Security risk report for @forgecat/anthropics_claude-plugins-official_playground v0.0.4
Source Integrity
Low
Profile is sourced from Anthropic's official claude-plugins-official repository on GitHub with a specific commit hash (7e401ed) and Apache-2.0 license.
Metadata is transparent and verifiable; no obfuscation or suspicious origin indicators.
Agent Intent
Low
Content describes legitimate playground-building patterns (HTML generation, state management, UI rendering) with no instructions to manipulate the AI, read credentials, or exfiltrate data.
Templates document standard web UI patterns (sliders, toggles, canvas rendering, comment systems) without hidden directives or prompt injection.
No guidance poisoning: recommendations for single-file HTML, system fonts, and standard JavaScript patterns are security-conscious best practices, not attacker-serving weakening of defaults.
Details
Evidence
'Single HTML file. Inline all CSS and JS. No external dependencies.' — standard security practice for self-contained tools.
'Dark theme. System font for UI, monospace for code/values. Minimal chrome.' — accessibility and performance guidance, not malicious.
Template examples (SQL builder, regex builder, code map) are legitimate use cases with no instructions to bypass security or hide behavior.
Permissions
Low
Skill declares only a single 'playground' capability: generating interactive HTML files.
No file_write, file_delete, shell, web_fetch, or subagent permissions are requested or implied.
The skill is scoped to its stated purpose: building and rendering self-contained HTML playgrounds in the user's browser.
Details
Evidence
Skill description: 'Creates interactive HTML playgrounds — self-contained single-file explorers...' with no mention of system access.

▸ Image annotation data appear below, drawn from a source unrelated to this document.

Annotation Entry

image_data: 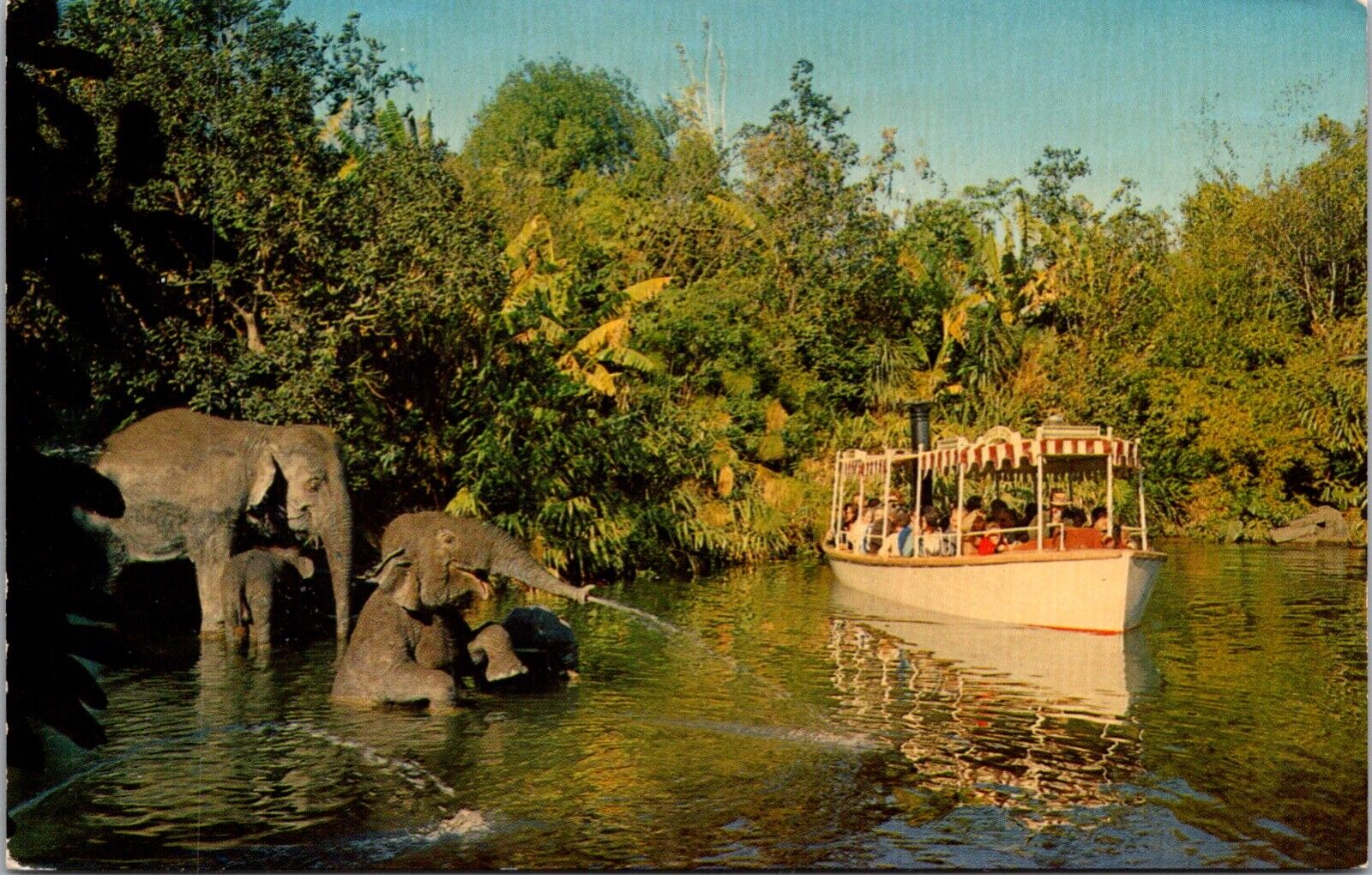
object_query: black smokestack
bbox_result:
[910,401,931,453]
[910,401,935,508]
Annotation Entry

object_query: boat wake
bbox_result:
[629,715,887,751]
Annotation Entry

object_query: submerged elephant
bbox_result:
[80,408,352,643]
[220,547,314,648]
[334,511,592,706]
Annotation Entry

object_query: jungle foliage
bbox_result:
[7,0,1367,589]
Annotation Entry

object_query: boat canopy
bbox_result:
[839,425,1141,476]
[828,419,1148,555]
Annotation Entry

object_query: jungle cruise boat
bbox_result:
[823,403,1166,634]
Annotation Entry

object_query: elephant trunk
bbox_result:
[321,508,352,643]
[490,535,593,605]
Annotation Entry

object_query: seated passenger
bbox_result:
[834,502,858,550]
[1011,502,1038,545]
[948,495,986,535]
[876,508,910,555]
[919,508,948,555]
[1062,508,1104,550]
[839,502,858,550]
[960,517,986,555]
[977,520,1008,555]
[858,498,885,554]
[896,510,919,557]
[1091,508,1116,547]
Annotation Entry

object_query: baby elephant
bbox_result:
[334,511,588,706]
[220,547,314,648]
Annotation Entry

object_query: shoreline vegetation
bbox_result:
[5,0,1367,580]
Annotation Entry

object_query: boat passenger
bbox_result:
[977,520,1010,555]
[834,502,858,550]
[919,508,948,555]
[856,498,885,552]
[1062,508,1104,550]
[962,517,986,555]
[1026,490,1068,542]
[896,510,919,557]
[876,508,910,555]
[948,495,986,546]
[1091,508,1116,547]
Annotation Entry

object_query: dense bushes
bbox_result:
[7,0,1367,589]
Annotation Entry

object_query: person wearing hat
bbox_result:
[1029,490,1068,542]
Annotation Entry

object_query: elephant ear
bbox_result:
[366,547,420,613]
[249,447,279,508]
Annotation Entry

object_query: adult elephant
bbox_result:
[82,408,352,643]
[334,510,592,708]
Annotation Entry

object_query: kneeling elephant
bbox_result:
[334,511,592,706]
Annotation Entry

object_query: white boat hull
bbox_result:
[825,546,1166,632]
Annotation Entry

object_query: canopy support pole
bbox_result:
[910,447,933,555]
[828,450,844,547]
[955,461,966,555]
[1139,465,1148,550]
[1106,428,1120,547]
[881,450,890,546]
[1034,450,1048,550]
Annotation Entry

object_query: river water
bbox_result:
[9,543,1368,870]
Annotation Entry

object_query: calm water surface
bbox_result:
[9,543,1368,870]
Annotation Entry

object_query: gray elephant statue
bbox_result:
[220,547,314,649]
[334,511,592,708]
[81,408,352,646]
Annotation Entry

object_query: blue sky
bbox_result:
[291,0,1368,210]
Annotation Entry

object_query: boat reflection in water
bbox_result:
[830,586,1157,825]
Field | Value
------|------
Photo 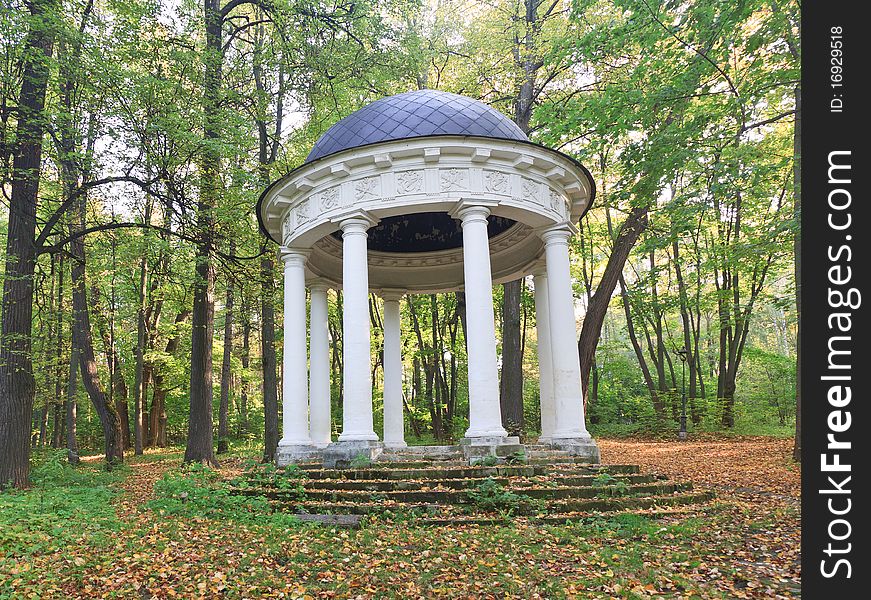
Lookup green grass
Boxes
[0,450,797,599]
[0,450,129,597]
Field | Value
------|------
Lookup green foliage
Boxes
[466,477,529,514]
[351,452,372,469]
[593,471,629,497]
[474,454,499,467]
[505,450,529,465]
[148,463,299,527]
[0,450,122,580]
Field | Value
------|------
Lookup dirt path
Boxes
[597,436,801,499]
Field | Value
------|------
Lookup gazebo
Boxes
[257,90,599,465]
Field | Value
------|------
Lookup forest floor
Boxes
[0,436,801,599]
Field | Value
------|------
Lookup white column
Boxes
[456,206,507,438]
[533,268,556,443]
[309,283,330,447]
[381,292,406,448]
[541,225,590,441]
[339,216,378,441]
[278,248,311,446]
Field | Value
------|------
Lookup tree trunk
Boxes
[0,0,56,489]
[578,205,647,397]
[133,204,151,456]
[91,285,132,450]
[52,254,65,448]
[619,273,665,421]
[260,246,278,462]
[239,308,251,437]
[70,195,124,469]
[499,279,523,435]
[792,86,801,462]
[184,0,223,467]
[64,344,79,465]
[218,278,233,454]
[149,310,190,448]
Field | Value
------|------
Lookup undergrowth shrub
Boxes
[466,477,531,513]
[148,463,299,527]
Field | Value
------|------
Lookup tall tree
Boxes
[184,0,224,466]
[0,0,58,488]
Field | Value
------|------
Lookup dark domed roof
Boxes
[305,90,528,163]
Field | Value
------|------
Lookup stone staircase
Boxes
[235,446,713,525]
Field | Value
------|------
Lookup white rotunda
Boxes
[257,90,599,465]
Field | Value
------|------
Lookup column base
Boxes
[322,439,384,469]
[275,442,321,467]
[460,436,526,465]
[338,431,378,442]
[547,437,601,464]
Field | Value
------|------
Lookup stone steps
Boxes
[251,475,657,493]
[236,460,713,525]
[302,462,638,480]
[244,482,692,504]
[270,491,714,520]
[422,496,719,527]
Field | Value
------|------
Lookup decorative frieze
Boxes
[439,169,469,192]
[521,177,539,202]
[354,177,380,200]
[294,198,311,227]
[320,186,340,212]
[396,170,423,196]
[484,171,511,194]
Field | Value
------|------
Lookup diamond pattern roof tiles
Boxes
[306,90,527,162]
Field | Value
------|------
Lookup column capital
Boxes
[532,256,547,279]
[536,223,577,246]
[448,199,498,224]
[330,210,378,234]
[308,278,330,292]
[280,246,311,266]
[376,288,407,302]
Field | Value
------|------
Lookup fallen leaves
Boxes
[0,438,800,600]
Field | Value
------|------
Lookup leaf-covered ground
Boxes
[0,437,800,599]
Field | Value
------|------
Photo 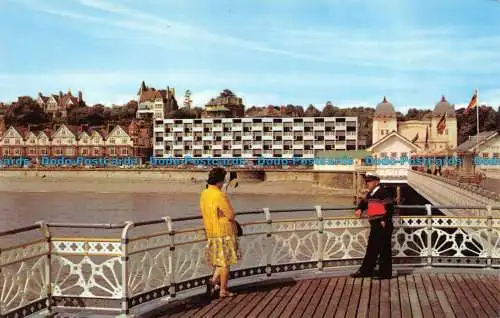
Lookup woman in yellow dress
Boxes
[200,168,239,298]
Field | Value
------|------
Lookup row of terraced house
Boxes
[0,121,151,158]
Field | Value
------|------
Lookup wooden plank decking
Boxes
[152,273,500,318]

Instructions reference only in-browser operations: 'Open in browser. After writing the HTML file, run `open <filename>.html`' — user-initiated, not automated.
No tool definitions or MCP servers declared.
MCP Risk
Low
No MCP servers are defined in the profile.
No external binary execution, network calls, or filesystem access is configured.
Details
Evidence
'MCP servers (untrusted data): (none)' — no server definitions present.